Prediction and Quantification of Individual Athletic Performance
MFO Scientific ProgramOWLF 2014
Blythe, Duncan A. J.
Király, Franz J.
We present a novel, quantitative view on the human athletic performance of individuals. We obtain a predictor for athletic running performances, a parsimonious model, and a training state summary consisting of three numbers, by application of modern validation techniques and recent advances in machine learning to the thepowerof10 database of British athletes’ performances (164,746 individuals, 1,417,432 performances). Our predictor achieves a low average prediction error (out-of-sample), e.g., 3.6 min on elite Marathon performances, and a lower error than the state-of-the-art in performance prediction (30% improvement, RMSE). We are also the first to report on a systematic comparison of predictors for athletic running performance.
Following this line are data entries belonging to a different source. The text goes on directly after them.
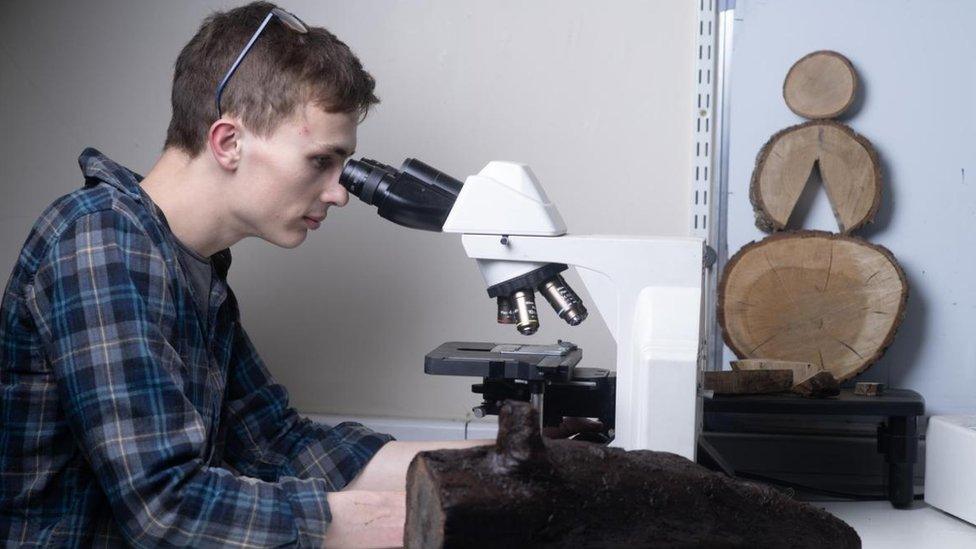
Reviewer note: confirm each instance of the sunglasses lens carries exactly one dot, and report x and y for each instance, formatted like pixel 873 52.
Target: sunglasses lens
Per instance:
pixel 290 20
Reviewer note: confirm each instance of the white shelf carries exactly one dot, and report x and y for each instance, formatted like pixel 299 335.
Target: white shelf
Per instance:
pixel 922 527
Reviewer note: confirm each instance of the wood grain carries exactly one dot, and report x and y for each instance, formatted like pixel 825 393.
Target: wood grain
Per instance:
pixel 801 370
pixel 748 382
pixel 812 296
pixel 822 84
pixel 848 166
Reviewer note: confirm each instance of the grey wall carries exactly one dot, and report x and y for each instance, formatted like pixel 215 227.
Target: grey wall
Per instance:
pixel 915 64
pixel 596 97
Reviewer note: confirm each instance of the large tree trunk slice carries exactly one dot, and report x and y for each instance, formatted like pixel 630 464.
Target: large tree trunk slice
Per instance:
pixel 820 85
pixel 848 166
pixel 812 296
pixel 524 492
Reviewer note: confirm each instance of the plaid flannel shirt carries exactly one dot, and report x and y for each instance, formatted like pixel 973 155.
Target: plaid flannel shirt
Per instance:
pixel 125 415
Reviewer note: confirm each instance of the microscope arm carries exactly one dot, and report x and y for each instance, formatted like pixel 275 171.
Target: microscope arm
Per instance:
pixel 649 292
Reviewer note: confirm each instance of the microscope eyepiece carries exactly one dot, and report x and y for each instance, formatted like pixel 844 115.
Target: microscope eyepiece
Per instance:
pixel 416 196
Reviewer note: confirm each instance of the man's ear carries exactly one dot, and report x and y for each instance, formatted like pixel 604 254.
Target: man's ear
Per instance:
pixel 224 139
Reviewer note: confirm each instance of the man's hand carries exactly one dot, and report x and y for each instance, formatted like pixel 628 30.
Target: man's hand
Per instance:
pixel 366 519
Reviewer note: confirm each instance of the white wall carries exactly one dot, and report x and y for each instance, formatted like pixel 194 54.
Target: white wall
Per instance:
pixel 915 64
pixel 595 96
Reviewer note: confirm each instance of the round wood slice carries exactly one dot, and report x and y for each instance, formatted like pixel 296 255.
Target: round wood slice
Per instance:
pixel 820 85
pixel 812 296
pixel 848 165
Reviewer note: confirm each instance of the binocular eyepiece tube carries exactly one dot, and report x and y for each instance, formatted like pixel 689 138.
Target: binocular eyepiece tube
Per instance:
pixel 416 196
pixel 421 197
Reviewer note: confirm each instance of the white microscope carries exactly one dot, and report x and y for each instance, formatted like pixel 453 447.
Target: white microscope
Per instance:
pixel 647 289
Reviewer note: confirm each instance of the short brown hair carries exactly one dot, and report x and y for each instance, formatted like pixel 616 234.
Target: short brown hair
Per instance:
pixel 283 71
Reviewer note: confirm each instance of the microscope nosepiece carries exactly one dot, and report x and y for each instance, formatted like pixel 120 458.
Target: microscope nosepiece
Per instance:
pixel 506 313
pixel 527 318
pixel 564 300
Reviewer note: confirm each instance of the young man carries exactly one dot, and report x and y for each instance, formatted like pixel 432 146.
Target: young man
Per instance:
pixel 134 408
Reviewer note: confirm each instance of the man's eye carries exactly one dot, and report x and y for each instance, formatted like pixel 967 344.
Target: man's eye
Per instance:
pixel 322 162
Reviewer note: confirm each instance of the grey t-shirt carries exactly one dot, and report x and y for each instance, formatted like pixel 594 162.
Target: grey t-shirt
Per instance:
pixel 199 271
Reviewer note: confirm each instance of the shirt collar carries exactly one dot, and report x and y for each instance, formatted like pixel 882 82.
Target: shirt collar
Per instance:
pixel 98 168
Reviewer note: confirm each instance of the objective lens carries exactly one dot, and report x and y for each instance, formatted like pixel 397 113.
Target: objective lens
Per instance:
pixel 527 318
pixel 506 313
pixel 564 300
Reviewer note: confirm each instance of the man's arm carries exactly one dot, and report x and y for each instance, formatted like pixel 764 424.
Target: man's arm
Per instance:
pixel 99 298
pixel 266 438
pixel 388 469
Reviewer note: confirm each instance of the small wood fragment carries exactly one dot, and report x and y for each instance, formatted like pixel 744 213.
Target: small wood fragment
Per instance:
pixel 801 370
pixel 748 382
pixel 865 388
pixel 819 385
pixel 822 84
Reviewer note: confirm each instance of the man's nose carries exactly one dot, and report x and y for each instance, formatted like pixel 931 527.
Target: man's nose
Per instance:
pixel 335 193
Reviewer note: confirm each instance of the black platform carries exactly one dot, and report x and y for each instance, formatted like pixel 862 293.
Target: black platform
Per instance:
pixel 897 434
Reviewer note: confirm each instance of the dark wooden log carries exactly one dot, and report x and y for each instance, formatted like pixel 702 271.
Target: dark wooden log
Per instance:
pixel 819 385
pixel 527 492
pixel 748 382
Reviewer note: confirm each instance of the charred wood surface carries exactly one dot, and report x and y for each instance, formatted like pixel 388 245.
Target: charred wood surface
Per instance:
pixel 527 492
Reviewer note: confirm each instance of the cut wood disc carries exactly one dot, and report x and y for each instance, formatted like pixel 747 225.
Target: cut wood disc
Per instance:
pixel 848 166
pixel 812 296
pixel 820 85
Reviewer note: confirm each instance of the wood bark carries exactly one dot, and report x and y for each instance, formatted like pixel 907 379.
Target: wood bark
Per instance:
pixel 867 388
pixel 819 385
pixel 848 166
pixel 822 84
pixel 801 370
pixel 526 492
pixel 812 296
pixel 748 382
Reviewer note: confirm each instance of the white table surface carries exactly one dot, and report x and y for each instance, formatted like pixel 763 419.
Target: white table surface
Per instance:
pixel 922 526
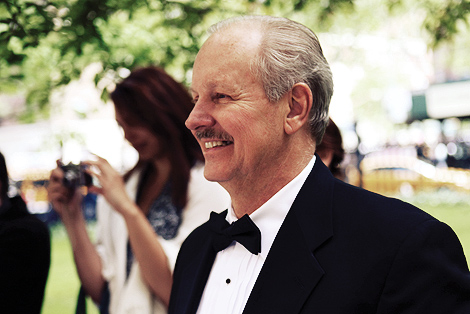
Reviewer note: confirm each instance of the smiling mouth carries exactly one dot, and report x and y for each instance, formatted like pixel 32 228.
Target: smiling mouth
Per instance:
pixel 213 144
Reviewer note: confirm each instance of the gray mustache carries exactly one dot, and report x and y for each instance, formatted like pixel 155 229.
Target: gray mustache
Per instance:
pixel 212 134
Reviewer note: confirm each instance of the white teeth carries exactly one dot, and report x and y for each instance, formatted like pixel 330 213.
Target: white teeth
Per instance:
pixel 214 144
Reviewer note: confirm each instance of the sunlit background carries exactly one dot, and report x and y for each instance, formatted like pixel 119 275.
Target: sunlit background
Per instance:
pixel 401 100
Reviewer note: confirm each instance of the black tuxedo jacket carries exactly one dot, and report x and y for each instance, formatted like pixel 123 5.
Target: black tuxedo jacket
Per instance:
pixel 342 249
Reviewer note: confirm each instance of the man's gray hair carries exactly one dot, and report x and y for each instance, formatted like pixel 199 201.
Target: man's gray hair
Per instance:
pixel 289 53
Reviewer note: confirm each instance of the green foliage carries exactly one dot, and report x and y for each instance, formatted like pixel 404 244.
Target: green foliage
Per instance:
pixel 47 43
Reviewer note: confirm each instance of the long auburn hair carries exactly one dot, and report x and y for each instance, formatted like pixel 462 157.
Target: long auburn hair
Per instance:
pixel 153 97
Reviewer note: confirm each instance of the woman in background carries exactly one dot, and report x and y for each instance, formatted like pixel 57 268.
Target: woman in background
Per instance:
pixel 142 217
pixel 331 150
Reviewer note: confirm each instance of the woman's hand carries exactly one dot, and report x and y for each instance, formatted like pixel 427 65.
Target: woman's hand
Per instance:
pixel 65 201
pixel 111 185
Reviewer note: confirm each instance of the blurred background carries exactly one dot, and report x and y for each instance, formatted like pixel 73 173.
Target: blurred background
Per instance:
pixel 402 93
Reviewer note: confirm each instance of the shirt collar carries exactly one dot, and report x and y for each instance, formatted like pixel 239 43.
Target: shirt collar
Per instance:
pixel 270 216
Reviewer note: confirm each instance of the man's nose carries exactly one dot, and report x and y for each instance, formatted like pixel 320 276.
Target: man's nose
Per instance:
pixel 200 116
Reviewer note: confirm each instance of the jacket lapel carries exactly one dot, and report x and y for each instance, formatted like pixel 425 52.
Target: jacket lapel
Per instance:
pixel 291 272
pixel 194 276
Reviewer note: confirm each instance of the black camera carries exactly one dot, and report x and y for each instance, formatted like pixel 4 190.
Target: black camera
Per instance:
pixel 75 176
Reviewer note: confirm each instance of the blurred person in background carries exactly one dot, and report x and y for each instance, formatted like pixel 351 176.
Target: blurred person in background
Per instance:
pixel 142 217
pixel 331 150
pixel 25 253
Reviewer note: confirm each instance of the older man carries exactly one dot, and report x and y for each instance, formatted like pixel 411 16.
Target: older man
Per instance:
pixel 295 239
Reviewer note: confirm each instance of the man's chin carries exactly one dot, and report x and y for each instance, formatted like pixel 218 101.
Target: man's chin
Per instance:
pixel 213 174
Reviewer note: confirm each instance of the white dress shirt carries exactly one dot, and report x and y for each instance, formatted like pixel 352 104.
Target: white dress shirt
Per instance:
pixel 235 269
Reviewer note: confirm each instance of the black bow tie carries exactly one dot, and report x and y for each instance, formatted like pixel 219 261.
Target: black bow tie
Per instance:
pixel 244 231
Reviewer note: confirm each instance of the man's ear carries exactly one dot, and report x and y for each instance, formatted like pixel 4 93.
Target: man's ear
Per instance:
pixel 300 103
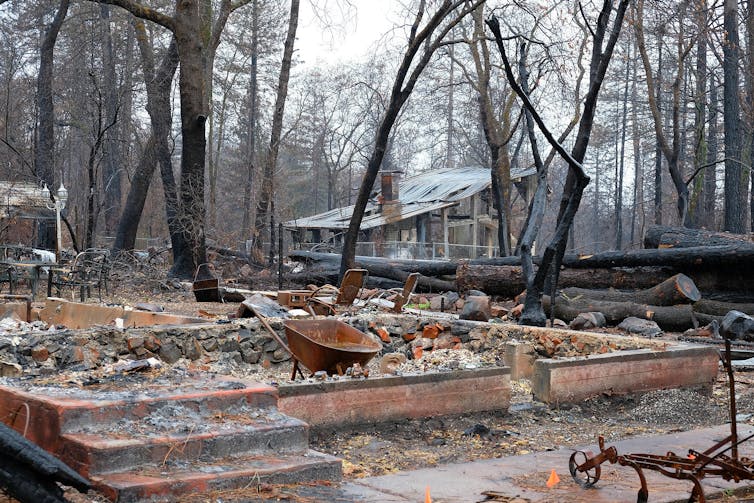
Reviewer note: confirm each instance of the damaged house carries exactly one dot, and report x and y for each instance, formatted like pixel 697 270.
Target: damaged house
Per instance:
pixel 447 213
pixel 21 206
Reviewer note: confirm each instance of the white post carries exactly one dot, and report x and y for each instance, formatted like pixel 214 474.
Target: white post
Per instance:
pixel 59 245
pixel 445 233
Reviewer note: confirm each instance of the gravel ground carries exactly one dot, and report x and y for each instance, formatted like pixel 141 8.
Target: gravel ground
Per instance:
pixel 376 449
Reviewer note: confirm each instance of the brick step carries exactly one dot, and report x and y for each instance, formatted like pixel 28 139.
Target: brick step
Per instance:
pixel 61 408
pixel 128 445
pixel 169 483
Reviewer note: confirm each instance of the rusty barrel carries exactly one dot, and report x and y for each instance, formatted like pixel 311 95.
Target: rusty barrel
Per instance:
pixel 328 344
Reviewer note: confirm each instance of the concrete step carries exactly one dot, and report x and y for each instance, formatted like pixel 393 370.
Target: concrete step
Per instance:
pixel 60 408
pixel 170 482
pixel 129 445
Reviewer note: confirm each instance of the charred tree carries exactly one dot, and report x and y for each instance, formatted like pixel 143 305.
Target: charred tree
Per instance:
pixel 678 289
pixel 426 41
pixel 45 145
pixel 266 203
pixel 157 149
pixel 734 215
pixel 577 180
pixel 680 237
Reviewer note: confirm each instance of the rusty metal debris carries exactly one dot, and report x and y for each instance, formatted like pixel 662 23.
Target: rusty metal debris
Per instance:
pixel 350 287
pixel 720 460
pixel 206 287
pixel 328 345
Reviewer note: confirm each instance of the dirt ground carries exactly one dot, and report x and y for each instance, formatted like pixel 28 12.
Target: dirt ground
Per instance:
pixel 382 448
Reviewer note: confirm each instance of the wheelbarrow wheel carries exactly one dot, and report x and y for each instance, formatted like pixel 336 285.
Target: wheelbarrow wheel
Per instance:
pixel 585 478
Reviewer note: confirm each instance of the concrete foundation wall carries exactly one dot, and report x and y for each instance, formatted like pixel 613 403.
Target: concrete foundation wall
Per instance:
pixel 397 397
pixel 575 379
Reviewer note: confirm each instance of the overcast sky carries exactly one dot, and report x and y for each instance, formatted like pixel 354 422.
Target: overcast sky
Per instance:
pixel 352 35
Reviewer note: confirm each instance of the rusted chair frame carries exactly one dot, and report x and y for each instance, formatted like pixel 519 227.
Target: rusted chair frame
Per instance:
pixel 408 290
pixel 350 287
pixel 89 269
pixel 8 275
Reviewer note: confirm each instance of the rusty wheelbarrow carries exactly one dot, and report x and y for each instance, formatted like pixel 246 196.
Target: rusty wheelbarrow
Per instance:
pixel 328 345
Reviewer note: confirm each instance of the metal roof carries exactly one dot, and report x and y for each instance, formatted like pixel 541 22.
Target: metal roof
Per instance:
pixel 22 199
pixel 419 194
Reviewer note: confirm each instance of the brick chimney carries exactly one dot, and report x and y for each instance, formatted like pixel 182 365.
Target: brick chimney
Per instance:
pixel 390 183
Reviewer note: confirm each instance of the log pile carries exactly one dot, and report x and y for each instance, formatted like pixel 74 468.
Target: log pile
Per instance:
pixel 685 278
pixel 383 273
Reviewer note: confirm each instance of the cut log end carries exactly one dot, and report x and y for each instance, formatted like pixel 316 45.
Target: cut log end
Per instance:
pixel 686 288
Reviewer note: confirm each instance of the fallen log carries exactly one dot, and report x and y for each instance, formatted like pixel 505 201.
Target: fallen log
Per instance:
pixel 718 308
pixel 669 318
pixel 425 283
pixel 508 281
pixel 661 236
pixel 424 267
pixel 678 289
pixel 699 257
pixel 321 277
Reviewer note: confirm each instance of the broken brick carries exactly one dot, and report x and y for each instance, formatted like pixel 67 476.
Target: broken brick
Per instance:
pixel 384 335
pixel 430 331
pixel 40 353
pixel 152 343
pixel 134 342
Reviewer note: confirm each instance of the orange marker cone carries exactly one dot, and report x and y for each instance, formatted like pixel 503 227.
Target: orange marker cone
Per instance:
pixel 553 480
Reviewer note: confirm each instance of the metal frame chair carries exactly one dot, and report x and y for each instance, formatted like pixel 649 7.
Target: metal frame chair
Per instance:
pixel 350 287
pixel 90 268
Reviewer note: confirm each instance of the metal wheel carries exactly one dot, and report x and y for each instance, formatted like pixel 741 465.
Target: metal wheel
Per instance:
pixel 585 478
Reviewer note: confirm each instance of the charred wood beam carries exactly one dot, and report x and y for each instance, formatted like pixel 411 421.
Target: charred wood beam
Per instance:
pixel 30 474
pixel 423 267
pixel 668 318
pixel 678 289
pixel 661 236
pixel 698 257
pixel 508 281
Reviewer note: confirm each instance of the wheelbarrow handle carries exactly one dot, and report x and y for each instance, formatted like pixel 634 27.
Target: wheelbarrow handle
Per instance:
pixel 269 329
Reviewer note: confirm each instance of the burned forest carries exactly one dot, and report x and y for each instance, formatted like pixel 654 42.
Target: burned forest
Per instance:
pixel 398 251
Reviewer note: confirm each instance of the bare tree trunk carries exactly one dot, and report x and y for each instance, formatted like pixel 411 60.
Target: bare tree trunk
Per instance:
pixel 496 134
pixel 750 99
pixel 710 173
pixel 619 191
pixel 638 192
pixel 697 216
pixel 405 80
pixel 577 180
pixel 196 39
pixel 671 149
pixel 265 201
pixel 251 132
pixel 734 215
pixel 111 174
pixel 156 151
pixel 45 148
pixel 658 147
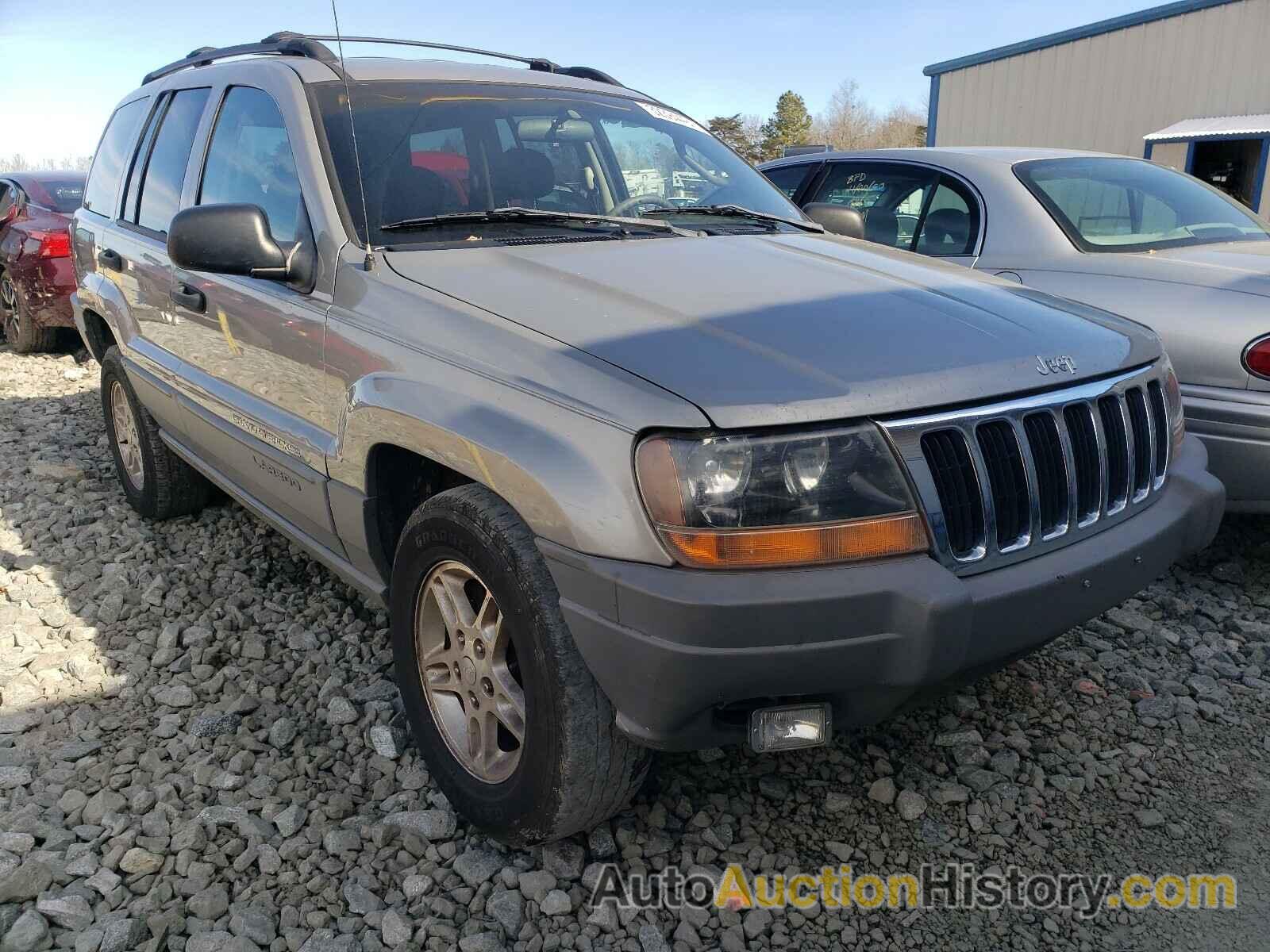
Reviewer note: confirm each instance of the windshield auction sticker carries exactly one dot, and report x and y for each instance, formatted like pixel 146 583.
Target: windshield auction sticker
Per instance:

Our model has three parameters per athlete, and three components which are the same for all athletes. The first component of the model corresponds to a power law with exponent dependent on the athlete which achieves a better goodness-of-fit than known power laws in athletics. Many documented phenomena in quantitative sports science, such as the form of scoring tables, the success of existing prediction methods including Riegel’s formula, the Purdy points scheme, the power law for world records performances and the broken power law for world record speeds may be explained on the basis of our findings in a unified way. We provide strong evidence that the three parameters per athlete are related to physiological and/or behavioural parameters, such as training state, event specialization and age, which allows us to derive novel physiological hypotheses relating to athletic performance. We conjecture on this basis that our findings will be vital in exercise physiology, race planning, the study of aging and training regime design.